# 2000 Audi TT Neiman Marcus #001/100



## CollegeStudent (Jul 27, 2015)

Hi I recently purchased the number 1 Neiman Marcus edition 2000 Audi TT and its only got 85K miles on it gorgeous southern car.
I was wondering if anyone knew if it had sport suspension or not i need to put rear shocks on it. Any other information or questions would be cool this is my 3rd sports car and 1st import.


----------



## mmaturo (Oct 3, 2008)

CollegeStudent said:


> Hi I recently purchased the number 1 Neiman Marcus edition 2000 Audi TT and its only got 85K miles on it gorgeous southern car.
> I was wondering if anyone knew if it had sport suspension or not i need to put rear shocks on it. Any other information or questions would be cool this is my 3rd sports car and 1st import.

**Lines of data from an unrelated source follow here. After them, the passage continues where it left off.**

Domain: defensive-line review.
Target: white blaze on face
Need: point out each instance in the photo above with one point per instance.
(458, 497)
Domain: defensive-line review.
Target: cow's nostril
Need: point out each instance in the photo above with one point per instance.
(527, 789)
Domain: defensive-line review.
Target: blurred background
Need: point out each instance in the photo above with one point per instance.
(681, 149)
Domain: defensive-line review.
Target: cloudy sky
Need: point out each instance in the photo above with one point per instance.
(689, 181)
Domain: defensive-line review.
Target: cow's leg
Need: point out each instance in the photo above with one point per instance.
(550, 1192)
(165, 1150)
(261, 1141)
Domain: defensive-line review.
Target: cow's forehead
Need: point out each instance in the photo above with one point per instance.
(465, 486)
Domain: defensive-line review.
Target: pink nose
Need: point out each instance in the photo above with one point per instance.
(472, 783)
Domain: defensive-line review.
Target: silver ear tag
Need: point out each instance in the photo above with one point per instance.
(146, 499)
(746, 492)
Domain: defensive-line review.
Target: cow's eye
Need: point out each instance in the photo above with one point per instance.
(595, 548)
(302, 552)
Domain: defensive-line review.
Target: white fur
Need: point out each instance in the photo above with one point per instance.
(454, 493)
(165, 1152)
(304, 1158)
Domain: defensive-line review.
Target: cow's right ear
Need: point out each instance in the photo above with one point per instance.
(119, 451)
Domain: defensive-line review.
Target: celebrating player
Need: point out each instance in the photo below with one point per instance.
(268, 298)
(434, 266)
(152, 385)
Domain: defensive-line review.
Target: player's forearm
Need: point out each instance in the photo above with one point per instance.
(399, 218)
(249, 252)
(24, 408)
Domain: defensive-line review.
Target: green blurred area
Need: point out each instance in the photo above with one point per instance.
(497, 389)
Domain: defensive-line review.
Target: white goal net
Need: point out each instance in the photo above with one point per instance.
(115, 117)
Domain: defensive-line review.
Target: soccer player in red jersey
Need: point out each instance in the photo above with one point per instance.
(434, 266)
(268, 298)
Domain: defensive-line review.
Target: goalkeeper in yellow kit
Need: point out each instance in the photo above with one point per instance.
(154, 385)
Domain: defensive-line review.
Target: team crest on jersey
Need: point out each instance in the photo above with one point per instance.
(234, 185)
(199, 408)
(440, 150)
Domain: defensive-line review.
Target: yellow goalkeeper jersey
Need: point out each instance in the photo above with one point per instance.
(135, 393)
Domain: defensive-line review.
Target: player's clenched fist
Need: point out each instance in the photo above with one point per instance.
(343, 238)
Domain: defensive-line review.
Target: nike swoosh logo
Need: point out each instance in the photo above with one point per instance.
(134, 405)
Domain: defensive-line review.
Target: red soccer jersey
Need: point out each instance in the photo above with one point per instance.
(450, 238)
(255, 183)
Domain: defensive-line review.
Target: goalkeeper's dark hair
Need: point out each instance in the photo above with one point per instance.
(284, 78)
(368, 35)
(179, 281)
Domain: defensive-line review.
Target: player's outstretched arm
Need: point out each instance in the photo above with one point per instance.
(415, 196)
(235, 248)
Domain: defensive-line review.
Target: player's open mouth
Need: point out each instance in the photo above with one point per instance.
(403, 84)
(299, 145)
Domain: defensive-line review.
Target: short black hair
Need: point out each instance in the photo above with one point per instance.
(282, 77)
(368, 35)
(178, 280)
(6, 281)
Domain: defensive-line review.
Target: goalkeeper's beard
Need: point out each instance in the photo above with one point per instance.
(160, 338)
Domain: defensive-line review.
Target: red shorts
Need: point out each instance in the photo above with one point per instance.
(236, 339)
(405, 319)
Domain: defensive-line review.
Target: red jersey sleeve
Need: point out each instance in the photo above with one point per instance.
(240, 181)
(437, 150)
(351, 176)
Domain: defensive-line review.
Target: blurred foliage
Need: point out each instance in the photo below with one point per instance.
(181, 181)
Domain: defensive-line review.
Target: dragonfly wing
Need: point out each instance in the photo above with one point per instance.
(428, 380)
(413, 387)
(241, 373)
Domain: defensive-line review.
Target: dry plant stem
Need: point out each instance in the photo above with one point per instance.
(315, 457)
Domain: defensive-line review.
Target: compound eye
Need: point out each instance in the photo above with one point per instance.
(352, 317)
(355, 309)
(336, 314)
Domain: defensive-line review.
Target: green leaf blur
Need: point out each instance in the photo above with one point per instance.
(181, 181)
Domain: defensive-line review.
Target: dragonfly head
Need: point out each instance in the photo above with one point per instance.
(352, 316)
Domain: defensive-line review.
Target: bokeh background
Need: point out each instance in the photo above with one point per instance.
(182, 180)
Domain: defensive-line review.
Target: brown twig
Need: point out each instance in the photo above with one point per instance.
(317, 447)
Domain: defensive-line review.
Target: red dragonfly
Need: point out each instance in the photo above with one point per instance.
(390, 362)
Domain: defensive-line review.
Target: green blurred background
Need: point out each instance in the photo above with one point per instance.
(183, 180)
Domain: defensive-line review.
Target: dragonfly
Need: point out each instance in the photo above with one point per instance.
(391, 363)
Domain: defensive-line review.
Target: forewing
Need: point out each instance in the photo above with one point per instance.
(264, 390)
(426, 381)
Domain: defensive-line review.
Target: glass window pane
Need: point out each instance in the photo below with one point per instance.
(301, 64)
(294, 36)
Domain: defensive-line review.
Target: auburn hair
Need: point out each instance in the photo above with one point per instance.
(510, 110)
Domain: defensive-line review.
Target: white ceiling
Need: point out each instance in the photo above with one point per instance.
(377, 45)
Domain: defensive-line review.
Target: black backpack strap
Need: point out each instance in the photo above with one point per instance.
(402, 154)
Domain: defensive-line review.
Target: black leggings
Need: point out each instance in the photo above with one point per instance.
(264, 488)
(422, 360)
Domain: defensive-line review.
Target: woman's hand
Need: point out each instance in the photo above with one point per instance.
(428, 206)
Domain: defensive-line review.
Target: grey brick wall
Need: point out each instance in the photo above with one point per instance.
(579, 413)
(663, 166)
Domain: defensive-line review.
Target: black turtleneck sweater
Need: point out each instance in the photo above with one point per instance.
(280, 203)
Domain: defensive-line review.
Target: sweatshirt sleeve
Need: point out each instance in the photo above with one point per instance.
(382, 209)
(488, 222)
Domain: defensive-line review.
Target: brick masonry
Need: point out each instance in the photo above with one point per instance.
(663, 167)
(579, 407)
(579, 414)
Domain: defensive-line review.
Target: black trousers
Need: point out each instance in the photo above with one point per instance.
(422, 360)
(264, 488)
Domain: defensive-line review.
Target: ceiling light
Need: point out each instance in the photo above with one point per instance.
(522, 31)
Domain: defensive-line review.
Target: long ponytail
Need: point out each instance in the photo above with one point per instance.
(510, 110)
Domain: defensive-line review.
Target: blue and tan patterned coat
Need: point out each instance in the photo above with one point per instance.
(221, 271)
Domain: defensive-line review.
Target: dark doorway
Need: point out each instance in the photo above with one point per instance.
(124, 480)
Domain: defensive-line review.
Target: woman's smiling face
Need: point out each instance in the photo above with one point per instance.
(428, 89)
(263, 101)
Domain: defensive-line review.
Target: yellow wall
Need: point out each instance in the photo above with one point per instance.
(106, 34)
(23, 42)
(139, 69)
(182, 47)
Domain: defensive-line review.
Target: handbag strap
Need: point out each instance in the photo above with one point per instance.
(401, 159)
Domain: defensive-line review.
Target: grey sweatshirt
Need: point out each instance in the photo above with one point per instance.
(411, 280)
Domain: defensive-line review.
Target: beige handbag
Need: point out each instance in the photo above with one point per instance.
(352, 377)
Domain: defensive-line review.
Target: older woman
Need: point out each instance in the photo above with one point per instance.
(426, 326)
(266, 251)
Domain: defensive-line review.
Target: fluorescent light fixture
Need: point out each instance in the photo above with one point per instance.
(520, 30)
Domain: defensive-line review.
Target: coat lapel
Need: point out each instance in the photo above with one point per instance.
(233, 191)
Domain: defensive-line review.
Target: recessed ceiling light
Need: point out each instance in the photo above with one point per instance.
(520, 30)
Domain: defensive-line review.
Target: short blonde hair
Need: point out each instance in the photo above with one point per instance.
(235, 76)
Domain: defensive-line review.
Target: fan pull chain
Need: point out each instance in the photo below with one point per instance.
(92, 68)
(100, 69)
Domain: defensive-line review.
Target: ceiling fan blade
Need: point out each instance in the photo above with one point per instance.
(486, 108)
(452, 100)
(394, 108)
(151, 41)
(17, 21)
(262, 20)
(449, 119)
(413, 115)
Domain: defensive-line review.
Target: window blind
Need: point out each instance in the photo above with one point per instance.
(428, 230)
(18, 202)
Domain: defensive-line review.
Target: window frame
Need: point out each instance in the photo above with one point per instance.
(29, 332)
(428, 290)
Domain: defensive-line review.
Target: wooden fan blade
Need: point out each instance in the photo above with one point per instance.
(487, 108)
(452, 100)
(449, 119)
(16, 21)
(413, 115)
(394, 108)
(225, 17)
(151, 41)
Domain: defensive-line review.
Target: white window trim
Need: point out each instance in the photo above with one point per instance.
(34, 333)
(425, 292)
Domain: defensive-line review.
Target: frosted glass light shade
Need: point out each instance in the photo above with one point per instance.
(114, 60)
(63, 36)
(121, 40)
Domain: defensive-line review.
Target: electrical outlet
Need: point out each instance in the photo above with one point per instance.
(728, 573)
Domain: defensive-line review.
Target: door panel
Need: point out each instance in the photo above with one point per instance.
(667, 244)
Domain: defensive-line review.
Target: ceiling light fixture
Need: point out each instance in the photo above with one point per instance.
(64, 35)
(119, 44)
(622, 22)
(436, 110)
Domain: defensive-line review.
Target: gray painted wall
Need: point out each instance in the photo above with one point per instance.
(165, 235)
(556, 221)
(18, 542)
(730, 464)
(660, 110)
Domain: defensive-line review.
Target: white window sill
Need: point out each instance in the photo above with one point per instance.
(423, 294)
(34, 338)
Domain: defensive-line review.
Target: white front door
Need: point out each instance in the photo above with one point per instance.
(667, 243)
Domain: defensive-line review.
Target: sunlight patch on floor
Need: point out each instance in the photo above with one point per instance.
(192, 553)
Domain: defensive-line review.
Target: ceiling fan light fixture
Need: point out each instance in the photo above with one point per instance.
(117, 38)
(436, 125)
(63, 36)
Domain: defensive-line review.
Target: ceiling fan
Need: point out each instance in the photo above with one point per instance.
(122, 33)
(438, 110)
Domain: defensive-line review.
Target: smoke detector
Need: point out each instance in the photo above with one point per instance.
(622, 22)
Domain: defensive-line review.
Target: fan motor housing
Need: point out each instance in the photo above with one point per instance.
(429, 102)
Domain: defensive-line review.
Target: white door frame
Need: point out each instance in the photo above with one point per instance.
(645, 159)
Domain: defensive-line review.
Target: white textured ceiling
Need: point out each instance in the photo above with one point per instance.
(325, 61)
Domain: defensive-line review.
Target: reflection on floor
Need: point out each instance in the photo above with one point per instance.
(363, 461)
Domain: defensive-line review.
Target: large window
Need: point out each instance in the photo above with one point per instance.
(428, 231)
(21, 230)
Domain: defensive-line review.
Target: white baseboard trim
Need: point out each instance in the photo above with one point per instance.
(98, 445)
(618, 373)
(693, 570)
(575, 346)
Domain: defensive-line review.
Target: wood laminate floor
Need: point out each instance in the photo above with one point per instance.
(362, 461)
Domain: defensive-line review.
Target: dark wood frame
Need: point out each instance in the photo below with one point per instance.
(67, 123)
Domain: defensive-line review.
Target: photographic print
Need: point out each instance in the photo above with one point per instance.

You bought it in Orlando? I went and looked at the car probably right before you bought it and it was in pretty rough shape but good luck with it. It needs a full refresh on the struts/strut mounts in the front and yes shocks in the rear. I have/had two Neiman cars...I had 325 and now still have #47. Take care of the car, it really is worth getting it back in shape and keep it mostly OEM. It is a special car. I did H&R springs on mine and a new shocks/struts. A few places sell it as a kit. http://www.ecstuning.com/Audi-TT_MKI-FWD-180HP/Suspension/ES964/ you need new strut mounts at the top end of the front struts. The caps should not be sticking up like they are on the car now. http://www.ecstuning.com/Audi-TT_MKI-FWD-180HP/Suspension/Shocks/ES5123/ http://www.ecstuning.com/Audi-TT_MKI-FWD-180HP/Suspension/Shocks/ 

I have no idea what was up with the steering column on your car...I could not get it to adjust or move like it should. Hopefully that's an easy fix. The rear seat had a hole in it. You will need to go to an car interior upholstery shop to get the leather replaced. It is long gone from Audi. At a good junkyard you may be able to get all the rear trim for the hatch that was missing. It is still all available from Audi but can be pricey having just replaced it all on my car.


----------



## samerthehammer (Apr 15, 2016)

*2000 Audi TT neiman marcus*

how do you know which number the car is out of 100?


----------